In der Nacht zu Mittwoch hatten alle sechs englischen Teams um Meister FC Liverpool nach massivem Druck von Fans und Öffentlichkeit ihren Verzicht auf die Gründung der geschlossenen Eliteliga verkündet. Auch Atlético Madrid und Inter Mailand stiegen am Mittwoch aus.

UEFA-Präsident Aleksander Ceferin begrüßte den Entschluss der englischen Vereine und hofft auf eine dauerhafte Kooperation mit den Spitzenclubs. „Ich habe gestern gesagt, dass es bewundernswert ist, einen Fehler zuzugeben, und diese Vereine haben einen großen Fehler gemacht”, sagte der Slowene. „Aber sie sind jetzt wieder in der Reihe und ich weiß, dass sie nicht nur unseren Wettbewerben, sondern dem gesamten europäischen Spiel viel zu bieten haben”, betonte der 53-Jährige.

Ceferin will offenbar von unmittelbaren Konsequenzen für die einsichtigen Abweichler absehen. „Das Wichtigste ist jetzt, dass wir weitermachen, die Einheit, die das Spiel zuvor genossen hat, wieder aufbauen und gemeinsam vorankommen”, sagte der Chef des Fußball-Kontinentalverbandes. Als Drohkulisse hatte er zuvor selbst einen Ausschluss aus der noch laufenden Europapokal-Saison und eine EM- und WM-Sperre für alle Profis der Clubs ins Spiel gebracht.

Indes hat sich der US-amerikanische Milliardär Joel Glazer, Eigentümer und Vorstandschef von Manchester United, bei den Fans des Clubs für die Teilnahme an der missglückten Gründung der Super League entschuldigt. „Wir lagen falsch und wir wollen beweisen, dass wir die Dinge wieder in Ordnung bringen können”, schrieb Glazer in einem offenen Brief, der auf der Club-Webseite veröffentlicht wurde. Er glaube weiterhin daran, dass der Fußball nachhaltiger organisiert werden müsse. „Wir akzeptieren aber vollkommen, dass die Super League nicht der richtige Weg dafür war”, so Glazer weiter. Er habe auch verstanden, dass der Vorstand besser mit den Fans kommunizieren müsse, die „immer das Herz des Vereins sein werden.”

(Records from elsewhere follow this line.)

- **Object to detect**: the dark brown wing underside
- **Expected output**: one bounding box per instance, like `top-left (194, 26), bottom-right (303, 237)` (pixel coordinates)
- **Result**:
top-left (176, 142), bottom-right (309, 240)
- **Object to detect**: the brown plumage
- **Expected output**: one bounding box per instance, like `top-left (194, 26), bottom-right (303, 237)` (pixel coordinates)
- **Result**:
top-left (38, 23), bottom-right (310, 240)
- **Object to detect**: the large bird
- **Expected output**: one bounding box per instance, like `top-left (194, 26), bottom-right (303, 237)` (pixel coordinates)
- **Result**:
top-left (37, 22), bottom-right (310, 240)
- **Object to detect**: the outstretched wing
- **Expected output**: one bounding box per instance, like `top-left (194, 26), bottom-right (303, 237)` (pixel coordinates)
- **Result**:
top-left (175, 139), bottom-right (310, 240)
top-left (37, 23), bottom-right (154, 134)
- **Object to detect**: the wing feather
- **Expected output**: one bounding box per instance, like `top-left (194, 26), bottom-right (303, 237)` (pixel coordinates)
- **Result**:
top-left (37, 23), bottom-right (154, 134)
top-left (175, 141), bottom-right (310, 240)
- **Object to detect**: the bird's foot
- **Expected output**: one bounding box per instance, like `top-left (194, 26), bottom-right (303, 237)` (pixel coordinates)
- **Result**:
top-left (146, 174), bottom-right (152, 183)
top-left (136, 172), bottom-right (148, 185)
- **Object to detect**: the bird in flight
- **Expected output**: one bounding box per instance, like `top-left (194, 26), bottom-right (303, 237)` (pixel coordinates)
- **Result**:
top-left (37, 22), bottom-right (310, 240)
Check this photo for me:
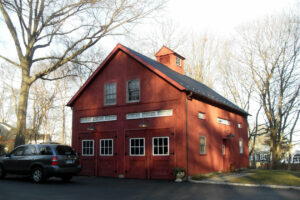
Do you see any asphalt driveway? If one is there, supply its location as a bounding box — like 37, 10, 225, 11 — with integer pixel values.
0, 177, 300, 200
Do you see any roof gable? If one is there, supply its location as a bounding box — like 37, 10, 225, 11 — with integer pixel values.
67, 44, 248, 115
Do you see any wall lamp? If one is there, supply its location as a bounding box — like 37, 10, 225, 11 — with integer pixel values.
139, 120, 149, 128
224, 133, 235, 139
86, 124, 96, 131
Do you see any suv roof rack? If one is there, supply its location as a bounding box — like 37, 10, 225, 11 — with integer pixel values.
40, 142, 61, 144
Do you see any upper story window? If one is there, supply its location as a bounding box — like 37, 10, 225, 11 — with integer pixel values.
239, 138, 244, 154
198, 112, 205, 119
126, 109, 173, 119
218, 118, 230, 126
176, 56, 181, 67
127, 79, 140, 103
200, 136, 206, 154
80, 115, 117, 124
104, 83, 117, 105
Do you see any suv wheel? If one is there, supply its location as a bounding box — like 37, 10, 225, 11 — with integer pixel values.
0, 165, 6, 179
31, 167, 44, 183
61, 175, 72, 182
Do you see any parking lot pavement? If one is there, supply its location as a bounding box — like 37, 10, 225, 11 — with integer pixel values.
0, 176, 300, 200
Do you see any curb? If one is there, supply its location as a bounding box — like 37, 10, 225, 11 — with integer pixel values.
188, 179, 300, 190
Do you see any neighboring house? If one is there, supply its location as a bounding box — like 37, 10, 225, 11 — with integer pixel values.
0, 122, 15, 151
67, 44, 249, 179
250, 151, 270, 165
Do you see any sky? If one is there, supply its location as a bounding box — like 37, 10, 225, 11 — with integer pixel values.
167, 0, 295, 34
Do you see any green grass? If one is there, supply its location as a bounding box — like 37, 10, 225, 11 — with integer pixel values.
230, 170, 300, 186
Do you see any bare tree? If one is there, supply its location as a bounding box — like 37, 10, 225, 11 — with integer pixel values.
240, 15, 300, 168
25, 80, 58, 143
0, 0, 162, 146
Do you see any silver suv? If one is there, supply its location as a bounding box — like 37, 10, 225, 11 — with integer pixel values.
0, 144, 81, 183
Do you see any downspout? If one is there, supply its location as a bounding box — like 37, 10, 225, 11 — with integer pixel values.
185, 92, 193, 178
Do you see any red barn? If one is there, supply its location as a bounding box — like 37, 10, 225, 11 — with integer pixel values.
68, 44, 249, 179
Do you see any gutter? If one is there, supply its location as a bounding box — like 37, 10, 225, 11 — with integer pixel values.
185, 92, 193, 177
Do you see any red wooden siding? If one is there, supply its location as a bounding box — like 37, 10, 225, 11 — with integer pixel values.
72, 46, 248, 179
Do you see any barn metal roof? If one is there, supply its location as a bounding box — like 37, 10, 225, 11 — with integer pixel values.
125, 47, 249, 115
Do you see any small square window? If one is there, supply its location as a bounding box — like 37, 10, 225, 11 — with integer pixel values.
218, 118, 230, 126
152, 137, 169, 156
82, 140, 94, 156
176, 57, 181, 67
198, 112, 205, 119
129, 138, 145, 156
100, 139, 113, 156
104, 83, 117, 105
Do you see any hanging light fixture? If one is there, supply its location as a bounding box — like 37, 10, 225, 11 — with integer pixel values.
86, 124, 96, 131
139, 120, 149, 128
226, 133, 235, 139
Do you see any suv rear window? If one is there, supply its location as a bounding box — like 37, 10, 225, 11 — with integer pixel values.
56, 146, 76, 155
39, 146, 52, 155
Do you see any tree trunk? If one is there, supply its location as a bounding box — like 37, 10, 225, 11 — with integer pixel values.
252, 135, 256, 169
271, 141, 280, 169
61, 105, 66, 144
15, 70, 31, 147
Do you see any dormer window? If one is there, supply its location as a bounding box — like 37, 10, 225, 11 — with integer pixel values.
176, 56, 181, 67
127, 79, 140, 103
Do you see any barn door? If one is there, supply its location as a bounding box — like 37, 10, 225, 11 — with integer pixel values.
125, 131, 149, 179
97, 132, 117, 177
149, 130, 174, 179
79, 135, 95, 176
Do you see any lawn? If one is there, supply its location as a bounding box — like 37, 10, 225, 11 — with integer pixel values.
230, 170, 300, 186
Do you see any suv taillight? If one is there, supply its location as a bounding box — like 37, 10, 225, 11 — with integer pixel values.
52, 156, 58, 165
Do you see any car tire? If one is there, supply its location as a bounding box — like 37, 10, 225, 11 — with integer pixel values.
31, 167, 45, 183
61, 175, 73, 183
0, 165, 6, 179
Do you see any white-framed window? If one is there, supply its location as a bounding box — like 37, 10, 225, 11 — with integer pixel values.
198, 112, 205, 119
126, 79, 140, 103
126, 109, 173, 119
129, 138, 145, 156
222, 144, 226, 156
80, 115, 117, 124
255, 154, 259, 160
104, 83, 117, 105
152, 137, 169, 156
218, 117, 230, 126
100, 139, 114, 156
239, 138, 244, 154
81, 140, 94, 156
200, 136, 206, 154
260, 153, 267, 160
176, 56, 181, 67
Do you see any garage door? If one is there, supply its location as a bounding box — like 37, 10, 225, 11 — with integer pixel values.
97, 132, 117, 177
125, 129, 174, 179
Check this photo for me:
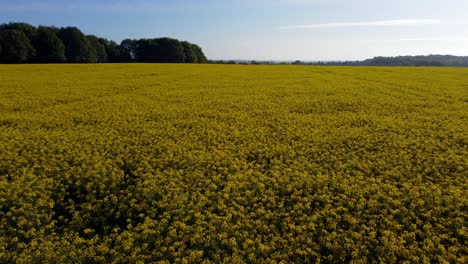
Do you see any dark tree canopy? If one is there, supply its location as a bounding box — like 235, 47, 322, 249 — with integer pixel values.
86, 35, 107, 62
0, 23, 207, 63
0, 29, 36, 63
182, 41, 198, 63
33, 26, 66, 63
60, 27, 96, 62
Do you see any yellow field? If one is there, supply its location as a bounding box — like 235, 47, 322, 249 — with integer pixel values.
0, 64, 468, 263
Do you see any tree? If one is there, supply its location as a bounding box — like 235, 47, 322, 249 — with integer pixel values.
33, 26, 66, 63
0, 23, 37, 40
99, 38, 121, 62
86, 35, 107, 62
192, 44, 208, 63
135, 38, 185, 63
120, 39, 136, 62
60, 27, 96, 63
0, 29, 36, 63
181, 41, 198, 63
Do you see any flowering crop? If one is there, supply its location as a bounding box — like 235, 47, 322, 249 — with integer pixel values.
0, 64, 468, 263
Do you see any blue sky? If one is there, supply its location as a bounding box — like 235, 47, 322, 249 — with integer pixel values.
0, 0, 468, 60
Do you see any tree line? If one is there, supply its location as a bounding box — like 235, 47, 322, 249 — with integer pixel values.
208, 55, 468, 67
0, 23, 207, 63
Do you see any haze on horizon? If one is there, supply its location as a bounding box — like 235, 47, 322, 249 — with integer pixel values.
0, 0, 468, 60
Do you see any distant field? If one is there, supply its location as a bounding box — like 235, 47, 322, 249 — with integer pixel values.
0, 64, 468, 263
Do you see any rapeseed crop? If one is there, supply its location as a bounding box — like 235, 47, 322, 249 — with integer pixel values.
0, 64, 468, 263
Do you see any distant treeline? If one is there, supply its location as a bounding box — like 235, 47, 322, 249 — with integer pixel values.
209, 55, 468, 67
0, 23, 207, 63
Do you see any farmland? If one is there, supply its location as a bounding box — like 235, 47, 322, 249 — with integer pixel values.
0, 64, 468, 263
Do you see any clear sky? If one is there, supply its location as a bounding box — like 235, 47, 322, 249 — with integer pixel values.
0, 0, 468, 60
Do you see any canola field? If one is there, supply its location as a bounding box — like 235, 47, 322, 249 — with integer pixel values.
0, 64, 468, 263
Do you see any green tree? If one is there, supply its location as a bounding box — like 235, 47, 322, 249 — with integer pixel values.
0, 29, 36, 63
86, 35, 108, 62
120, 39, 136, 62
181, 41, 198, 63
192, 44, 208, 63
0, 22, 37, 40
135, 38, 185, 63
60, 27, 96, 63
99, 38, 121, 62
33, 26, 66, 62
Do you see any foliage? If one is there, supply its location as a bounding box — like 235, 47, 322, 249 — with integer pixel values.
59, 27, 96, 63
0, 64, 468, 263
0, 29, 36, 63
33, 26, 66, 63
0, 23, 207, 63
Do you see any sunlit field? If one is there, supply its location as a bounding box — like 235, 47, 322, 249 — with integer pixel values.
0, 64, 468, 263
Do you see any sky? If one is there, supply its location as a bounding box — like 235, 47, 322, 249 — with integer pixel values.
0, 0, 468, 61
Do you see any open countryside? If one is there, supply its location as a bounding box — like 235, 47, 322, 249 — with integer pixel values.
0, 64, 468, 263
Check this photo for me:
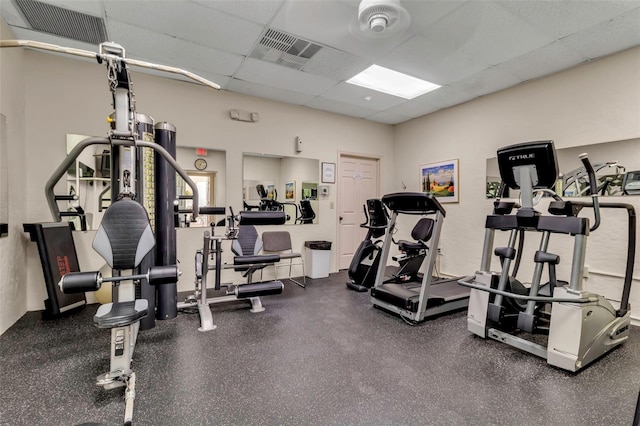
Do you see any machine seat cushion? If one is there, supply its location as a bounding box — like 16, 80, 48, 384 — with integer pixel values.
93, 299, 148, 328
398, 240, 428, 251
93, 198, 155, 270
233, 254, 280, 265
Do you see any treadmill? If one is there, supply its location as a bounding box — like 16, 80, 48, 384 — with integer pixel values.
371, 192, 470, 323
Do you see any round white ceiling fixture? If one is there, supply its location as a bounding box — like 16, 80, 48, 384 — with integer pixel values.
358, 0, 411, 37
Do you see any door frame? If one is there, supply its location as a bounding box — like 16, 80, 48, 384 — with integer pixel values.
334, 150, 383, 271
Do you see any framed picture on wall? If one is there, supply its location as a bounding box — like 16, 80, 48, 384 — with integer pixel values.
420, 159, 460, 203
322, 163, 336, 183
284, 182, 296, 200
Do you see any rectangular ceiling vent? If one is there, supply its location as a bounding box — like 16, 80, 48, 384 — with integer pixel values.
249, 28, 321, 70
15, 0, 108, 44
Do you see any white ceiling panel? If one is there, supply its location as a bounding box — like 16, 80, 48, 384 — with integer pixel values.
302, 47, 371, 81
376, 36, 489, 85
305, 97, 377, 118
561, 8, 640, 59
388, 86, 475, 118
322, 83, 405, 111
193, 0, 285, 25
451, 67, 521, 96
416, 86, 477, 108
496, 41, 586, 81
11, 27, 98, 52
234, 58, 338, 95
224, 79, 315, 105
6, 0, 640, 123
423, 1, 554, 65
271, 0, 411, 59
107, 19, 243, 76
498, 0, 638, 39
105, 0, 262, 55
0, 0, 29, 28
36, 0, 104, 17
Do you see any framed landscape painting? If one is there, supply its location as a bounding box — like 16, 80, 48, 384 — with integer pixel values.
420, 159, 460, 203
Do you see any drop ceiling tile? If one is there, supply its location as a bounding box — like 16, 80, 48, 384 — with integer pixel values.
11, 27, 98, 52
270, 0, 411, 60
305, 96, 377, 118
0, 0, 31, 28
388, 86, 476, 118
224, 78, 315, 105
193, 0, 285, 25
234, 58, 338, 95
450, 67, 521, 96
497, 0, 640, 38
107, 19, 243, 76
376, 36, 489, 85
36, 0, 104, 17
422, 1, 554, 65
496, 41, 586, 81
322, 83, 406, 111
302, 47, 371, 81
105, 0, 262, 55
560, 8, 640, 59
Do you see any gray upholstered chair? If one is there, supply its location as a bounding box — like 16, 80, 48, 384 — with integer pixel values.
262, 231, 307, 287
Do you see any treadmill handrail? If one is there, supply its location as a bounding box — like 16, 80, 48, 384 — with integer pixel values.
382, 192, 447, 216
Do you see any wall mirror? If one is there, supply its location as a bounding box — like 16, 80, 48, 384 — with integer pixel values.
60, 134, 226, 230
486, 139, 640, 198
0, 114, 9, 237
242, 153, 320, 225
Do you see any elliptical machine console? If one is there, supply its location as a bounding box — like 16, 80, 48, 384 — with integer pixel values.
347, 199, 388, 292
459, 141, 636, 371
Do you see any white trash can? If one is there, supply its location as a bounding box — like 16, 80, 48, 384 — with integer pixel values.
304, 241, 331, 279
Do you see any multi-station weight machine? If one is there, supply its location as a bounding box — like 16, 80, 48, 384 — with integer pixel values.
0, 40, 219, 424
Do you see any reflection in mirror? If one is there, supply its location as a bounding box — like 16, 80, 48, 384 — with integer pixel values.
66, 133, 111, 231
242, 153, 320, 225
0, 114, 9, 237
65, 134, 226, 230
486, 139, 640, 198
176, 147, 227, 227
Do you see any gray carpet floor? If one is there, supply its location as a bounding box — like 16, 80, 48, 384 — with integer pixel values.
0, 273, 640, 426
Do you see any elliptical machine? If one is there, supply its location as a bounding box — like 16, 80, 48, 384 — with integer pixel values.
347, 198, 388, 292
459, 141, 636, 372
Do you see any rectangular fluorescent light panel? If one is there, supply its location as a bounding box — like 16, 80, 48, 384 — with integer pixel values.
347, 65, 440, 99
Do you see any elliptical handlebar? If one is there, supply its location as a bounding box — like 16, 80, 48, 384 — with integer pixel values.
578, 152, 600, 231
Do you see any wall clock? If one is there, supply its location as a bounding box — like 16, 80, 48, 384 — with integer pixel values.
193, 158, 207, 170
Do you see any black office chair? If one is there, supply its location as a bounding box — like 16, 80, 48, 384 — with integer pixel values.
296, 200, 316, 224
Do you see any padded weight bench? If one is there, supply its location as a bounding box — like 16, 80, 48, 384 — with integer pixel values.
58, 198, 178, 424
178, 211, 286, 331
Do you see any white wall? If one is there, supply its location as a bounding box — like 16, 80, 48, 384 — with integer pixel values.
16, 51, 393, 312
0, 19, 27, 334
392, 48, 640, 316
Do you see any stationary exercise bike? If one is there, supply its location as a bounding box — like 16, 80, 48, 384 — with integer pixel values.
347, 199, 388, 292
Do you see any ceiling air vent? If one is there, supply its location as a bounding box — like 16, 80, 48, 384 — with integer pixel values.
249, 28, 321, 70
15, 0, 107, 44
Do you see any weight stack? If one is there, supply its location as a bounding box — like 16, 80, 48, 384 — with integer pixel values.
155, 122, 178, 320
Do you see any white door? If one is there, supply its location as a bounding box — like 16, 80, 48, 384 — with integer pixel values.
338, 155, 380, 269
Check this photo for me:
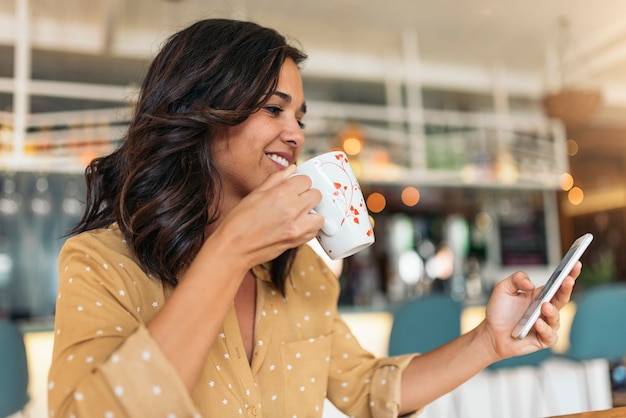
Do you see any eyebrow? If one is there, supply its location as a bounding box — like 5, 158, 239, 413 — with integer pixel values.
272, 91, 306, 113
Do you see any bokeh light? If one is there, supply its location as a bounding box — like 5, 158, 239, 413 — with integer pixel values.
567, 187, 585, 205
400, 186, 420, 206
366, 192, 387, 213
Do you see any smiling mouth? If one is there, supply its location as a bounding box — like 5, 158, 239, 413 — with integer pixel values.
265, 154, 289, 168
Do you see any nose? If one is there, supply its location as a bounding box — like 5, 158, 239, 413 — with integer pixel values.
282, 119, 306, 148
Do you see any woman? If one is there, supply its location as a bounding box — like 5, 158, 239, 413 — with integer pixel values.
49, 19, 580, 418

Zuvor hatte sich bereits der US-Geschäftsmann und Eigentümer des FC Liverpool, John W. Henry, in einem Video für die Teilnahme an den Super-League-Plänen entschuldigt.

Auch Prinz William hat sich erleichtert gezeigt über die Abkehr der Clubs. „Ich bin froh, dass die vereinte Stimme der Fußball-Fans gehört worden ist”, schrieb der Präsident des englischen Fußballverbandes FA auf Twitter. Es sei nun wirklich wichtig, diesen Moment zu nutzen, „um die künftige Gesundheit des Spiels auf allen Ebenen zu sichern”, fuhr der 38-Jährige fort. Er wolle in seiner Funktion als Verbandspräsident seinen Teil dazu beitragen, sagte die Nummer zwei der britischen Thronfolge.